Step 4: Add Compliance Validation and Audit Logs

To make your generator audit-ready for DPDP regulators, add two key features:

  1. Automated compliance validation: Run a secondary check with a smaller Ollama model to verify all mandatory DPDP clauses are present, flagging missing sections for review.
  2. Audit logs: Log every generation, edit, and export action in Supabase, including user ID, timestamp, and changes, to create a tamper-proof record for regulator audits. Add a PDF export feature using react-pdf to let your team download and publish policies directly.

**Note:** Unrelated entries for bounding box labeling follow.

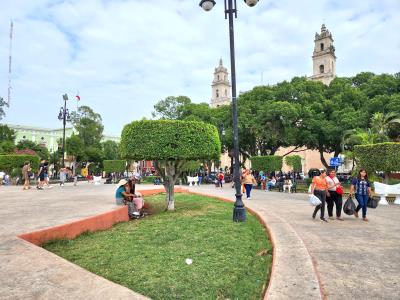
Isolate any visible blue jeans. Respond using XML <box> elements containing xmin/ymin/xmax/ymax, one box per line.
<box><xmin>244</xmin><ymin>184</ymin><xmax>253</xmax><ymax>198</ymax></box>
<box><xmin>356</xmin><ymin>194</ymin><xmax>369</xmax><ymax>218</ymax></box>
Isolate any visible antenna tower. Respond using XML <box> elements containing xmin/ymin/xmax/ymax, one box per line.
<box><xmin>7</xmin><ymin>21</ymin><xmax>14</xmax><ymax>105</ymax></box>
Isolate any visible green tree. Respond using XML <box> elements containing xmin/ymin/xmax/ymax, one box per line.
<box><xmin>120</xmin><ymin>120</ymin><xmax>221</xmax><ymax>210</ymax></box>
<box><xmin>371</xmin><ymin>112</ymin><xmax>400</xmax><ymax>134</ymax></box>
<box><xmin>101</xmin><ymin>141</ymin><xmax>120</xmax><ymax>160</ymax></box>
<box><xmin>72</xmin><ymin>106</ymin><xmax>104</xmax><ymax>149</ymax></box>
<box><xmin>152</xmin><ymin>96</ymin><xmax>191</xmax><ymax>120</ymax></box>
<box><xmin>0</xmin><ymin>124</ymin><xmax>15</xmax><ymax>154</ymax></box>
<box><xmin>0</xmin><ymin>97</ymin><xmax>8</xmax><ymax>121</ymax></box>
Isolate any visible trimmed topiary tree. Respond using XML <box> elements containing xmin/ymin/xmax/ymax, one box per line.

Step 5: Deploy with Full Indian Data Residency

Deploy all components in Indian cloud regions to ensure full compliance:

  • Host your Next.js app on Vercel’s India edge network or an AWS EC2 instance in Mumbai.
  • Keep your Supabase project in the Mumbai/Chennai India region (all 2026 plans support region selection).
  • Host Ollama on an Indian cloud VM or on-prem for highly sensitive use cases like fintech or healthcare.
  • Configure all traffic between services to stay within Indian borders, with no data routed through foreign servers. Enable Supabase’s default at-rest encryption for all stored policies.

Key Benefits of This Self-Hosted Approach

  • Zero third-party data sharing: All data stays on Indian infrastructure, eliminating DPDP residency risks.
  • No recurring subscription fees: Only pay minimal cloud hosting costs, no per-generation fees like third-party tools.
  • Fully customizable: Fine-tune the LLM on your industry’s requirements, update policies instantly when regulations change.
  • Audit-ready: Built-in logs and validation make regulator audits seamless.
  • Scalable: Handle thousands of generations per month without extra costs.

Common Pitfalls to Avoid in 2026

  • Don’t expose your Ollama server to the public internet: keep it behind a firewall, only accessible from your app’s IP.
  • Don’t use foreign LLM providers: they store data outside India, violating DPDP rules.
  • Don’t skip RLS on Supabase: restrict access to authorized team members only.
  • Schedule quarterly policy reviews to stay aligned with evolving DPDP guidance.

Conclusion

Building a self-hosted DPDP policy generator is a one-time investment that protects your business from crippling fines, gives you full control over compliance data, and eliminates reliance on foreign tools. With Next.js, Supabase, and Ollama, Indian dev teams can build and deploy this tool in less than a day, with full data residency and compliance. As DPDP enforcement ramps up in 2026, this is a critical tool for any team building for the Indian market.